This is from the excellent book, Founders At Work, that I’m reading right now.
I find new reasons every day why I’m thankful that we never took any kind of outside investment. Let me give you a small example… Jared had a friend that had an idea of some way that we could modify FogBugz to be really useful to the investment community as something - I don’t remember what, but something that the investment community could really use that’s 5 percent different than FogBugz. And I kept thinking, “This is a huge distraction, and there’s not a big enough market. I just want to stick to our core competency, and I’m not interested in doing software for the financial markets.” He kept saying, “No, no. You’ve got to talk to this guy. You could make a lot of money off this. It would be great.”
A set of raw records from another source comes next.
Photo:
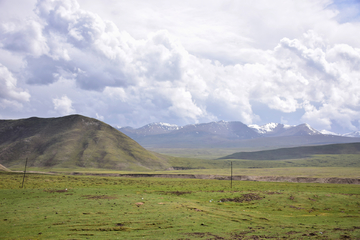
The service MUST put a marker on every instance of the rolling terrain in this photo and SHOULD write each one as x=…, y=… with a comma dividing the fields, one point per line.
x=224, y=135
x=297, y=152
x=71, y=142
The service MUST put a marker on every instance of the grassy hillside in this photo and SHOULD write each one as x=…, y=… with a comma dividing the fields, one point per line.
x=297, y=152
x=70, y=142
x=87, y=207
x=3, y=169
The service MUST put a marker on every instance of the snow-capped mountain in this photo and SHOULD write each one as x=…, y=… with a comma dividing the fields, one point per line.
x=352, y=134
x=278, y=129
x=231, y=134
x=270, y=128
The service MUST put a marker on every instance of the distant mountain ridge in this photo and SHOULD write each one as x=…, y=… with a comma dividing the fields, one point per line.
x=230, y=134
x=297, y=152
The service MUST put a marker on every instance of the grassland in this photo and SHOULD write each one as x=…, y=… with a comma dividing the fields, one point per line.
x=87, y=207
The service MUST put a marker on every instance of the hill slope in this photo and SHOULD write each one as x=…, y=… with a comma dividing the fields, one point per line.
x=297, y=152
x=224, y=134
x=72, y=141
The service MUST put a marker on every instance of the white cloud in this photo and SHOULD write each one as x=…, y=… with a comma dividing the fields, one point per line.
x=187, y=61
x=63, y=105
x=10, y=94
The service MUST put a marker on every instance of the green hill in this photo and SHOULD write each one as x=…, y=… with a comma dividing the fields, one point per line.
x=70, y=142
x=297, y=152
x=3, y=169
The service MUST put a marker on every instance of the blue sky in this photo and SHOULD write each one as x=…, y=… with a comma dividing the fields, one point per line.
x=129, y=63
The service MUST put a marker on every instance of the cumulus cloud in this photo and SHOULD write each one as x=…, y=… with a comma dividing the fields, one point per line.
x=162, y=77
x=10, y=94
x=63, y=105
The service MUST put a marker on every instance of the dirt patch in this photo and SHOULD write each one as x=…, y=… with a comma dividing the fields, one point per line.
x=205, y=234
x=244, y=198
x=177, y=193
x=54, y=190
x=98, y=197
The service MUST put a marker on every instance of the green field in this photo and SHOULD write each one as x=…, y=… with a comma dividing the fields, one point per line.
x=159, y=208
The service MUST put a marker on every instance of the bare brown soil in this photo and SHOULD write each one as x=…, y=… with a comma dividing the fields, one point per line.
x=237, y=178
x=243, y=198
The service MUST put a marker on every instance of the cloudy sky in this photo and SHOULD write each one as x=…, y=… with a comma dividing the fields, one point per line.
x=129, y=63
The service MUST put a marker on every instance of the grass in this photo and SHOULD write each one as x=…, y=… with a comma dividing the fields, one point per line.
x=138, y=208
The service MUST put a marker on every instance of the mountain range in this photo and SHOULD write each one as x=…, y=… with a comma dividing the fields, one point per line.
x=234, y=134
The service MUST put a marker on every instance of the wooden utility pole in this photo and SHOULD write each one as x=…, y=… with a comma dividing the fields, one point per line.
x=24, y=173
x=231, y=176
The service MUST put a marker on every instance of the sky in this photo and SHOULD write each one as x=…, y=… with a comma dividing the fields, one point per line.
x=130, y=63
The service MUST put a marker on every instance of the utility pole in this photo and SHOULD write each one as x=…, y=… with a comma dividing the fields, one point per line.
x=24, y=173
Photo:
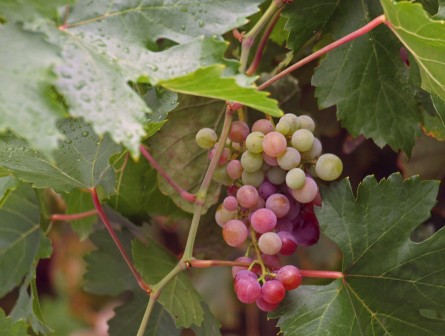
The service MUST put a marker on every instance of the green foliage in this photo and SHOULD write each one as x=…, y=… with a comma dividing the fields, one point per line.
x=388, y=278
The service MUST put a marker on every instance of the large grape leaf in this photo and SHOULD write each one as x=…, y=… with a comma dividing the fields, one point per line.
x=175, y=149
x=424, y=37
x=389, y=281
x=20, y=236
x=81, y=161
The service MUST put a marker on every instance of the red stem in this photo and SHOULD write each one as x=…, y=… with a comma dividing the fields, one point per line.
x=305, y=273
x=359, y=32
x=116, y=240
x=184, y=194
x=262, y=44
x=70, y=217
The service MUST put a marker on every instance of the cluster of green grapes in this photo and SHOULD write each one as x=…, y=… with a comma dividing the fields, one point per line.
x=270, y=199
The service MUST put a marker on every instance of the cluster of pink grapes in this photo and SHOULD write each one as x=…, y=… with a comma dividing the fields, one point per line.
x=270, y=199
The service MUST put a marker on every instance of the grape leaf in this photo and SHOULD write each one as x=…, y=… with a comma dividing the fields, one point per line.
x=27, y=106
x=388, y=278
x=423, y=37
x=367, y=80
x=20, y=236
x=10, y=328
x=178, y=297
x=175, y=149
x=81, y=161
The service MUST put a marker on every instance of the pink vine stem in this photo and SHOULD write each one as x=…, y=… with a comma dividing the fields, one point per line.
x=183, y=193
x=359, y=32
x=116, y=240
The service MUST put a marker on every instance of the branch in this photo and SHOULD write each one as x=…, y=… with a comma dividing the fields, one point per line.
x=183, y=193
x=359, y=32
x=116, y=240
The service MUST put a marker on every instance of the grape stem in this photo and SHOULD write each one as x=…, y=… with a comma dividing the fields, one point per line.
x=117, y=242
x=182, y=193
x=359, y=32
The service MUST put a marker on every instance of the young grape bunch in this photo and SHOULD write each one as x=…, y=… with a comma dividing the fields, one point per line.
x=271, y=198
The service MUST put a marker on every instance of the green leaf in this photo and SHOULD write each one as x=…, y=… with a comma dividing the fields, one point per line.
x=10, y=328
x=20, y=237
x=79, y=201
x=129, y=316
x=368, y=82
x=178, y=297
x=175, y=149
x=81, y=161
x=424, y=37
x=27, y=105
x=207, y=82
x=388, y=279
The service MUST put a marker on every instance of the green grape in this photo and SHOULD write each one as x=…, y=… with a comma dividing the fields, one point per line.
x=328, y=167
x=295, y=178
x=206, y=138
x=251, y=162
x=302, y=140
x=254, y=142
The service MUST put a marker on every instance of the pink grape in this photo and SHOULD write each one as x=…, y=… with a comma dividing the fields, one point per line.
x=234, y=232
x=247, y=196
x=273, y=291
x=239, y=131
x=289, y=276
x=279, y=204
x=263, y=220
x=274, y=144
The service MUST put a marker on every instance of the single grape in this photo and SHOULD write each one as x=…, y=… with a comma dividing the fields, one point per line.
x=273, y=291
x=289, y=276
x=254, y=179
x=279, y=204
x=254, y=142
x=247, y=196
x=274, y=144
x=239, y=131
x=307, y=193
x=295, y=178
x=206, y=138
x=251, y=162
x=302, y=140
x=270, y=243
x=263, y=125
x=306, y=122
x=230, y=203
x=234, y=232
x=288, y=243
x=263, y=220
x=276, y=175
x=328, y=167
x=289, y=159
x=234, y=169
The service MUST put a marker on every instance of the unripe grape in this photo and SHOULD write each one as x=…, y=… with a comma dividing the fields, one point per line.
x=206, y=138
x=251, y=162
x=289, y=159
x=302, y=140
x=239, y=131
x=270, y=243
x=254, y=142
x=295, y=178
x=274, y=144
x=306, y=122
x=328, y=167
x=307, y=193
x=234, y=232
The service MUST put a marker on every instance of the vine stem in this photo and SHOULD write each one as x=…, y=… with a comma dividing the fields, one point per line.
x=117, y=242
x=359, y=32
x=183, y=193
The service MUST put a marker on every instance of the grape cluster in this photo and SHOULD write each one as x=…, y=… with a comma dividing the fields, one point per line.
x=269, y=171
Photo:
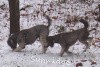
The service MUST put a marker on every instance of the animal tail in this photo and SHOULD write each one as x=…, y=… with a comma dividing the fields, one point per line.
x=12, y=41
x=86, y=25
x=49, y=20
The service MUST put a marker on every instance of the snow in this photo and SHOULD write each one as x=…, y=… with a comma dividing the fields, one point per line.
x=32, y=55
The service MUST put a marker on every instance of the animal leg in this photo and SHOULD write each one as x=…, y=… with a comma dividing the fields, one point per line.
x=43, y=42
x=20, y=47
x=62, y=51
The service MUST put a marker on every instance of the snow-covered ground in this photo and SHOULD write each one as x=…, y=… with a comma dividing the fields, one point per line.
x=31, y=56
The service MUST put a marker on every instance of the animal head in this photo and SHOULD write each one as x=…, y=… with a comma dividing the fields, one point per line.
x=50, y=41
x=12, y=41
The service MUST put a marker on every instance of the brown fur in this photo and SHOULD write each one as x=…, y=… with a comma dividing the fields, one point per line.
x=28, y=36
x=69, y=38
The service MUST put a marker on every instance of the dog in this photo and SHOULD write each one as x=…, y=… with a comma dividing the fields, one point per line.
x=28, y=36
x=69, y=38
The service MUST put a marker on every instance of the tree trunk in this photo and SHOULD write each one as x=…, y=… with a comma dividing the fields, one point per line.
x=14, y=16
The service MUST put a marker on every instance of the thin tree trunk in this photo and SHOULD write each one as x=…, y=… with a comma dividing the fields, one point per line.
x=14, y=16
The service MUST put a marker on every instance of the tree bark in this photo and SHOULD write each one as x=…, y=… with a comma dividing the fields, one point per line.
x=14, y=16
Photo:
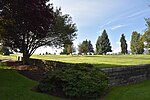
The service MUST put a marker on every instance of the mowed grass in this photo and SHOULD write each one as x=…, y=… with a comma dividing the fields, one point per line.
x=99, y=60
x=140, y=91
x=14, y=86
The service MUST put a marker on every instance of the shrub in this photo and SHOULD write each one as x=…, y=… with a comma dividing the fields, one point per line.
x=5, y=51
x=79, y=81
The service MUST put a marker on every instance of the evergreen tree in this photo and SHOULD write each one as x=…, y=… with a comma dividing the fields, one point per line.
x=27, y=25
x=140, y=46
x=90, y=47
x=146, y=35
x=103, y=44
x=123, y=45
x=83, y=47
x=135, y=42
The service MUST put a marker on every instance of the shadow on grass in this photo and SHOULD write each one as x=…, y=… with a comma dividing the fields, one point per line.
x=108, y=65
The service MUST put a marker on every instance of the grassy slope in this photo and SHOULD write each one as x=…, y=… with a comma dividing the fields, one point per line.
x=14, y=86
x=100, y=60
x=140, y=91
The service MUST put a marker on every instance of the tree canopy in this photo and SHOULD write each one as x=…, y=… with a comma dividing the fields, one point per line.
x=85, y=47
x=137, y=45
x=103, y=44
x=29, y=25
x=123, y=44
I kept thinking, “You know what, if it was a real board of directors and the VC’s were bringing you these great ideas, you wouldn’t really have any choice but to say yes. And you’d keep getting distracted to do their pet projects that they dreamed up in the shower one night and they think might be a good idea, and you just don’t think it’s a good idea.” You really don’t have the ability to say no when you take those outside investments. It’s hard to tell your investors, “Let me just go in my own direction.”
I can identify with this thought process. There is a big difference between thinking up a cool idea, and actually having to go implement it. But I found it interesting because he may have changed his mind (at least in part) since he wrote this a few years back. He went on to take VC money for his new project, StackOverflow.com.